The ~/.claude Confusion Worth Clearing Up
While building this I noticed a recurring pattern in forums and support threads: people finding a ~/.claude folder on their Mac and assuming it contains their Claude chat history. It doesn't. That folder is Claude Code's configuration directory — Anthropic's CLI tool for developers. It holds things like project memory files, settings, and hooks for the coding assistant. It has nothing to do with claude.ai chat sessions, which live server-side.
This is a useful example of how platform naming creates genuine confusion at scale. "Claude" as a brand spans several distinct products with different storage models: the web app (no local storage), Claude Desktop (connects to local tools via MCP but still no chat-history folder on disk), and Claude Code (a CLI that does write local config). Users conflate them because the name is shared. If you're building in this space — extensions, integrations, anything that touches Claude's surface area — expect to spend real time on disambiguation in your docs.

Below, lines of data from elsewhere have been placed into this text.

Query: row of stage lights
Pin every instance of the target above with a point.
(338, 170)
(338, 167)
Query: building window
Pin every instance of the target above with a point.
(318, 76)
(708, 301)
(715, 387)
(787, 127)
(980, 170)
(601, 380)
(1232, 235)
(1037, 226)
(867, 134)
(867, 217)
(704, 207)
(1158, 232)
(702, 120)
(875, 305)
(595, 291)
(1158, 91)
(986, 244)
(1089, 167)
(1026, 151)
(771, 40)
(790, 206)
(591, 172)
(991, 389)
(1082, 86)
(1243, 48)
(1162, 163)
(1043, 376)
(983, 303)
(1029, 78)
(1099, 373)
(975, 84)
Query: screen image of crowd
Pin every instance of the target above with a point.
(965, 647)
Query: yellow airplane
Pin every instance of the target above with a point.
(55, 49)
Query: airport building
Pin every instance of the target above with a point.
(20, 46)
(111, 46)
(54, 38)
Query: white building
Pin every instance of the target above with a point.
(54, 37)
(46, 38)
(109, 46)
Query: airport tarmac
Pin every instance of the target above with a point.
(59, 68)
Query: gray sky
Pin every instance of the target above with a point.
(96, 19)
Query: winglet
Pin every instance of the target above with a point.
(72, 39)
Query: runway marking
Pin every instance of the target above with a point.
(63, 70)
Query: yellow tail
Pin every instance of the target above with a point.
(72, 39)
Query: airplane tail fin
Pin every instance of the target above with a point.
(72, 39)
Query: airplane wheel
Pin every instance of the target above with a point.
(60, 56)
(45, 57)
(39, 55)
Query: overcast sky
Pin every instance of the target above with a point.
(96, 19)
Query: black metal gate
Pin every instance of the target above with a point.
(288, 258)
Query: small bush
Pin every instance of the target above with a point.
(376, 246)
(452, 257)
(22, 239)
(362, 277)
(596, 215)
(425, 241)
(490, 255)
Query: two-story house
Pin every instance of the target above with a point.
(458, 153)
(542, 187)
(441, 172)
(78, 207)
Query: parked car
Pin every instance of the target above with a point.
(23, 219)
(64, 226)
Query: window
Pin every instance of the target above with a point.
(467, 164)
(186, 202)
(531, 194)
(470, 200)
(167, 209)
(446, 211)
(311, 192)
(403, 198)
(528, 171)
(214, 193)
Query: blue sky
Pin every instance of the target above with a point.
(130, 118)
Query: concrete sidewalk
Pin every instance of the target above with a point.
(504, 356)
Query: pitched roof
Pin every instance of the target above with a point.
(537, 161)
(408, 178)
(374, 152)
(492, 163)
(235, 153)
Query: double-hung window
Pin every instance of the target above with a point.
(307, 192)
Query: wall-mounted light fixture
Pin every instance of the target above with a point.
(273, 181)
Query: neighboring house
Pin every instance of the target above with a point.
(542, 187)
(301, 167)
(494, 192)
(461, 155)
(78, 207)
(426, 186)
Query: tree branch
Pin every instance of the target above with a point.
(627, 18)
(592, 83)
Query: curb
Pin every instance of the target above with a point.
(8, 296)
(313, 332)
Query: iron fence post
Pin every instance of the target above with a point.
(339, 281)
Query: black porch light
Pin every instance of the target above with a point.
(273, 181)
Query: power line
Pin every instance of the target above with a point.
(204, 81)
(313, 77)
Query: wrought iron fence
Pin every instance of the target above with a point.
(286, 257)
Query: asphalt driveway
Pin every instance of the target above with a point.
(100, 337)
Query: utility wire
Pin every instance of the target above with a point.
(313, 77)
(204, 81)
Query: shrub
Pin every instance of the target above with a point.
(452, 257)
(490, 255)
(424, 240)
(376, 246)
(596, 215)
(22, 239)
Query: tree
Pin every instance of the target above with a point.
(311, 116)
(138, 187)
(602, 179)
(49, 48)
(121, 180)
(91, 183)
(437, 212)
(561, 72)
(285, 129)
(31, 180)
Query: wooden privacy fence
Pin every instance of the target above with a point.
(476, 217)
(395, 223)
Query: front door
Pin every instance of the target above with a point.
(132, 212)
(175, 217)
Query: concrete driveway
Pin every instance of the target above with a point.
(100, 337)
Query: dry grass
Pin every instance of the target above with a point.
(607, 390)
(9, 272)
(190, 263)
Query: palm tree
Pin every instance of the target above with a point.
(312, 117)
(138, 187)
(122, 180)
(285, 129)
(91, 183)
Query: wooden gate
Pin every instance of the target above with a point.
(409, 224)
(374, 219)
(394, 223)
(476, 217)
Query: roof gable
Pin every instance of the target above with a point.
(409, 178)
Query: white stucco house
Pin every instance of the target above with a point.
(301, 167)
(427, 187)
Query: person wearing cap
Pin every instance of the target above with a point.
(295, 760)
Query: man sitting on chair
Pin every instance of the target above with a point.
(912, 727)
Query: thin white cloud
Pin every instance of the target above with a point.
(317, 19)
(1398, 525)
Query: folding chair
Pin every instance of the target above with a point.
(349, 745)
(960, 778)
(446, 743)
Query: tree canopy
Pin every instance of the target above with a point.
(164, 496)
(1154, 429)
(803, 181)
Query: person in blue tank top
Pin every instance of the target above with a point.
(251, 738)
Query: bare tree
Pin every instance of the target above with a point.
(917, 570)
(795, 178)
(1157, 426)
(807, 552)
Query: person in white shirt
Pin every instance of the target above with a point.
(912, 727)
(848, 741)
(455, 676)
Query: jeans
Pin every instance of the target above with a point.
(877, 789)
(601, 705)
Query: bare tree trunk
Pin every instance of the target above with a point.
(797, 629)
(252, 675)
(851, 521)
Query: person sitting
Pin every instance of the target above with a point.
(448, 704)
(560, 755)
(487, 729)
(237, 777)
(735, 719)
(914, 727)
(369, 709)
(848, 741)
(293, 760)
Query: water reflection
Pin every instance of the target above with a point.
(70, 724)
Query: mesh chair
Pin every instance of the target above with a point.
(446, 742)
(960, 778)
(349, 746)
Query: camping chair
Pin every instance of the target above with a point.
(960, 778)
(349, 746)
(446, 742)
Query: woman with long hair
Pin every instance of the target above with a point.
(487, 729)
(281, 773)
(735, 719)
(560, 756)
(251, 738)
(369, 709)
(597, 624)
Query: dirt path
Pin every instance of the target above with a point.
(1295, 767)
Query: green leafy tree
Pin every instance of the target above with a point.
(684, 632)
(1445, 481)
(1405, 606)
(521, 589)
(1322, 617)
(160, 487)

The folder extension I built is browser-local by nature, which sidesteps some of this. But the ~/.claude question still comes up: users wonder if the extension can somehow read their Claude Code config. It can't — a browser extension has no filesystem access. That boundary is enforced by the browser sandbox, not by anything I built.
The Verification Mindset
One thing I internalized shipping across Chrome, Edge, and Safari: each platform has its own verification loop, and you have to care about each one independently. The Chrome Web Store review is not a proxy for Safari notarization. A clean notarization is not a proxy for "it actually loads in Safari correctly." And "it works on my machine" is not a proxy for Gatekeeper behavior on a user's machine.
For Safari specifically: test on a clean macOS profile with Gatekeeper at default settings. Test the exact DMG you'll distribute, after stapling, not the build artifact from your machine. The difference between "works on dev machine" and "works for a first-time user who downloaded from your site" is exactly the set of steps you'll have skipped.
That's the distribution path. It's more work than the Chrome Web Store. It's also the only realistic path if you want to ship to Safari without App Store constraints — and for a local-first, privacy-first extension, direct distribution with a notarized DMG is the right call.